We do this in lieu of donating pizzas, which means we say "no" to a lot of people to whom we used to say "yes". Most organizations respect our decision (a few have even offered us donations) and we can still cheer their good works.

 

 

 
Valley House

Pagliacci Pizza purchased Seattle's 18-unit Civic Center Motel where it operates a home delivery store and where The Urban Pipeline operates transitional housing units. The Urban Pipeline is a nonprofit affiliate of the City Foursquare Church, which is across the street from the Civic Center Motel.

The transitional housing is for people who have jobs but who are not fully prepared for success on their own. In the meeting rooms of the former motel, residents receive training in life skills, training in job market skills and personal counseling. As part of their life skills training, residents are taught to discipline themselves to pay rent. Rents are less than half of market rents. The rent subsidy comes entirely from Pagliacci Pizza and The Urban Pipeline, without any government funding. Residents may stay for as long as a year. The goal is that when they leave they will be successful job holders with good references and they will have saved enough to get an apartment.

The Civic Center Motel was reportedly Seattle's oldest motel building and one of the first motels in the country. It had fallen on hard times and been closed by Seattle police as a public nuisance because of prostitution and drugs. Seattle City Councilwoman Margaret Pageler said "it's wonderful that this can now be converted to a business that really has a productive role to play in the community." A spokesperson for the business said "Pagliacci Pizza is proud that the property will be used to directly benefit the people who were victims of the illegal activity that once flourished there."

Dorene Centioli-McTigue, the founder of Pagliacci Pizza, said "Giving away pizzas to charities is nice, but it's not the same as feeding the hungry. Pagliacci Pizza wants to do something that is more substantive and more direct. The Civic Center Motel project does that. We'll be making a big difference in the lives of real people and the entire community will benefit from their success."

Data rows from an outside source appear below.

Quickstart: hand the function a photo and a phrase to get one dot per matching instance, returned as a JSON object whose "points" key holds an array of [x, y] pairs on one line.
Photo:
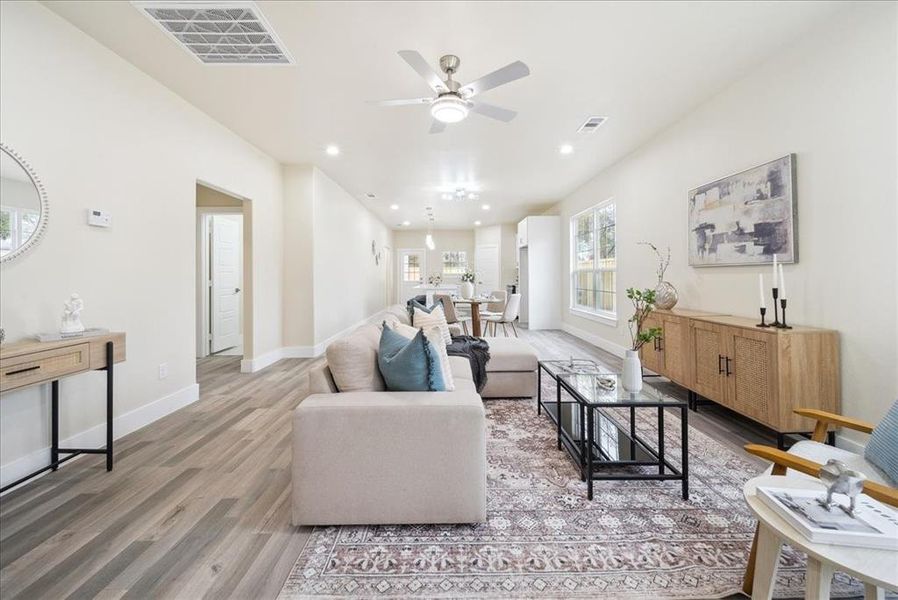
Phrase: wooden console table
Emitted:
{"points": [[27, 363], [760, 373]]}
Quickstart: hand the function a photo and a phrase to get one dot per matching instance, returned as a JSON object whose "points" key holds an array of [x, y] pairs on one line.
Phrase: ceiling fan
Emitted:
{"points": [[453, 100]]}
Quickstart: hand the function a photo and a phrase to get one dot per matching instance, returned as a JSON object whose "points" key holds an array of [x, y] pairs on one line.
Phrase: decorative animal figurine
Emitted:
{"points": [[839, 479], [71, 316]]}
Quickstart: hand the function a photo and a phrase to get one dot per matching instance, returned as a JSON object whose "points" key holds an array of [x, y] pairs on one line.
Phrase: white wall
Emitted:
{"points": [[102, 134], [348, 286], [830, 99]]}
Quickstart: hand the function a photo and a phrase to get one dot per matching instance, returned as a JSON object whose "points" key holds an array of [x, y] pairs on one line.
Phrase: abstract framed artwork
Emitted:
{"points": [[745, 218]]}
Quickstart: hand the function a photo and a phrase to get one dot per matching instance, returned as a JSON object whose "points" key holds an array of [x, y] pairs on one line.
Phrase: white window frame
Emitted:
{"points": [[608, 317], [462, 265]]}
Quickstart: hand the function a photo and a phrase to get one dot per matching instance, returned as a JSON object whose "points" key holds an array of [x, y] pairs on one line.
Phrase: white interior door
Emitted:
{"points": [[226, 262], [411, 272], [487, 266]]}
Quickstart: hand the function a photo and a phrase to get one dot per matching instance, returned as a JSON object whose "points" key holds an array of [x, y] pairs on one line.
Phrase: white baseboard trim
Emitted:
{"points": [[95, 437], [269, 358], [595, 340]]}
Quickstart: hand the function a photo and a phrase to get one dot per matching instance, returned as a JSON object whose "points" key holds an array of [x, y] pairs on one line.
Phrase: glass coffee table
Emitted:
{"points": [[596, 423]]}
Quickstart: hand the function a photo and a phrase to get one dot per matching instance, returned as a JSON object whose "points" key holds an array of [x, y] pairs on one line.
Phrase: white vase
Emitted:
{"points": [[631, 378]]}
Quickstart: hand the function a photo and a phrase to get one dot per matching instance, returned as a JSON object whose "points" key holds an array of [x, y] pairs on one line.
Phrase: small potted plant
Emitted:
{"points": [[643, 304], [466, 289]]}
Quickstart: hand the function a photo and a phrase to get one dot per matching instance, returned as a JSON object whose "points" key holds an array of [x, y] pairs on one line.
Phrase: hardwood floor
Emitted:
{"points": [[198, 505]]}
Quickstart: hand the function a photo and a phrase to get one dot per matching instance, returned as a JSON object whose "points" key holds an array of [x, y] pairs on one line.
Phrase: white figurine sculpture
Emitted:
{"points": [[71, 316]]}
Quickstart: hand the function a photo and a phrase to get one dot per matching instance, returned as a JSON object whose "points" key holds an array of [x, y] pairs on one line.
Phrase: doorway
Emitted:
{"points": [[411, 264], [222, 298], [486, 260]]}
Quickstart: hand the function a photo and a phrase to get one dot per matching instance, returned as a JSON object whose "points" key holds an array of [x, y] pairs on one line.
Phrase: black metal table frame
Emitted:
{"points": [[55, 450], [583, 451]]}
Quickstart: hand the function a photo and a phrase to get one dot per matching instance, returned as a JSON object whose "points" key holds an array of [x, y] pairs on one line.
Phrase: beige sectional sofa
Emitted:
{"points": [[372, 456]]}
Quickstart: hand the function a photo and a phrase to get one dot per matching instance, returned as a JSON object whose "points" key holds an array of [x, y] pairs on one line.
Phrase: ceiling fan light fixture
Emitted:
{"points": [[449, 109]]}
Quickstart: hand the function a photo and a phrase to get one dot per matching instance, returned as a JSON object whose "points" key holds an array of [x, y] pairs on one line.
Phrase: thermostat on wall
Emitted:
{"points": [[98, 218]]}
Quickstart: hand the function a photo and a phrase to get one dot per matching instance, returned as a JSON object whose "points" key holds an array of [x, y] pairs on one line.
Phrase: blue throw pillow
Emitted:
{"points": [[882, 449], [409, 365]]}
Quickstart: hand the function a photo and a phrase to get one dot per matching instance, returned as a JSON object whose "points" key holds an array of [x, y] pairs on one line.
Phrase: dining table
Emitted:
{"points": [[475, 311]]}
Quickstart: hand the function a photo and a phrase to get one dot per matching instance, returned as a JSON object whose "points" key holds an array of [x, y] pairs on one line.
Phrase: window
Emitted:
{"points": [[411, 267], [455, 262], [593, 261]]}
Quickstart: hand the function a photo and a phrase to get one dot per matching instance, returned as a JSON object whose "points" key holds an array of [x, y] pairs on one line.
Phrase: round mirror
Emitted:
{"points": [[23, 205]]}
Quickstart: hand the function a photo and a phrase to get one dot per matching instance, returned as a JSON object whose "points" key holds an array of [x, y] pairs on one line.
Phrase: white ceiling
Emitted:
{"points": [[641, 64]]}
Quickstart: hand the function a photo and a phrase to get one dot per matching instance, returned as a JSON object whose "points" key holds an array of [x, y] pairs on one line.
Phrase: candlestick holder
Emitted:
{"points": [[783, 305], [763, 314], [776, 314]]}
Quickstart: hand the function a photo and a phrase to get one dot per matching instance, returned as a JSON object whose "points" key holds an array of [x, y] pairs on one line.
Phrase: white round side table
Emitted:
{"points": [[878, 569]]}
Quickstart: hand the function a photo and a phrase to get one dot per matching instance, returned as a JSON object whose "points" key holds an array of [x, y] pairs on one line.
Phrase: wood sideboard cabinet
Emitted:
{"points": [[761, 373]]}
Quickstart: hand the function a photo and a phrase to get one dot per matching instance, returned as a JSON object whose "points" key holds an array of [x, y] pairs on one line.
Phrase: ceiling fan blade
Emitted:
{"points": [[401, 101], [494, 112], [417, 62], [506, 74]]}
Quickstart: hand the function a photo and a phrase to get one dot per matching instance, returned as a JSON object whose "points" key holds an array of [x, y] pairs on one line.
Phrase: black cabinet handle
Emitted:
{"points": [[25, 370]]}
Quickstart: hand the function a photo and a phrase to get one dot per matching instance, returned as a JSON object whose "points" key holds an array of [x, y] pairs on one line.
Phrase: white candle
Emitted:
{"points": [[782, 283], [775, 274], [761, 289]]}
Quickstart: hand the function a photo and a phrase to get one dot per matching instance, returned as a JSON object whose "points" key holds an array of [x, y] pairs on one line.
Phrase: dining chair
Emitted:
{"points": [[497, 307], [449, 310], [508, 316]]}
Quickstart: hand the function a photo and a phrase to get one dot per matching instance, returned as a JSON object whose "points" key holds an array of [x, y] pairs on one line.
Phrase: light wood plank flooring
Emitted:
{"points": [[198, 505]]}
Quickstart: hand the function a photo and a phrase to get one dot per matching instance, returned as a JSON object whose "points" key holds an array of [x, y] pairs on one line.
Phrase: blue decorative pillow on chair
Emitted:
{"points": [[882, 449], [409, 365]]}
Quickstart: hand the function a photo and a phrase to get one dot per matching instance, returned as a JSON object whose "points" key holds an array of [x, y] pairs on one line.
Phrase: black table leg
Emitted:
{"points": [[660, 440], [110, 361], [684, 450], [589, 441], [584, 443], [558, 414], [54, 423], [539, 389]]}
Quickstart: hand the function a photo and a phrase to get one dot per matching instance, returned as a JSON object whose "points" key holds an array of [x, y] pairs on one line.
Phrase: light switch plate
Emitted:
{"points": [[98, 218]]}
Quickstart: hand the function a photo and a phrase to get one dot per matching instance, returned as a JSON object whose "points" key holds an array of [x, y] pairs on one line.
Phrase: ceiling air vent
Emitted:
{"points": [[591, 124], [219, 33]]}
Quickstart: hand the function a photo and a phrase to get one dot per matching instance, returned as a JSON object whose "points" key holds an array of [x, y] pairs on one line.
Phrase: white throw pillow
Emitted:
{"points": [[434, 336], [423, 320]]}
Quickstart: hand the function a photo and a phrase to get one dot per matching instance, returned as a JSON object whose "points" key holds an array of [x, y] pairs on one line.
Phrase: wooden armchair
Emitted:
{"points": [[783, 460]]}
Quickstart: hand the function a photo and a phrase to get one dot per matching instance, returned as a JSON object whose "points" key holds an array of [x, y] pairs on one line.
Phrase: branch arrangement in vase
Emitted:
{"points": [[643, 304]]}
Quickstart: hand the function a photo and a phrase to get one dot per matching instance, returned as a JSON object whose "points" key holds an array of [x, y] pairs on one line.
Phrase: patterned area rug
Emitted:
{"points": [[543, 538]]}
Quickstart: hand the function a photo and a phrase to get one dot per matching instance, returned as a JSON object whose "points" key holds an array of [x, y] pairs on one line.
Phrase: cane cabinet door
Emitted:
{"points": [[652, 356], [675, 349], [709, 350], [750, 371]]}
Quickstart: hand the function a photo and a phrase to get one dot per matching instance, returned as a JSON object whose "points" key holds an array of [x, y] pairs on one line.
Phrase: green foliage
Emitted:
{"points": [[643, 304]]}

The total project was expected to cost about $750,000, considerably more than what Pagliacci Pizza normally would spend to open an outlet. Dorene Centioli-McTigue, the founder of Pagliacci Pizza, said the long-term financial commitment to the project is a positive force for the company because it raises community involvement to the importance it deserves. "Too often companies, Pagliacci included, have thought of community involvement as a mere afterthought or, worse, as a form of advertising. This project helps discipline us to put community involvement on a par with paying the mortgage. I like that."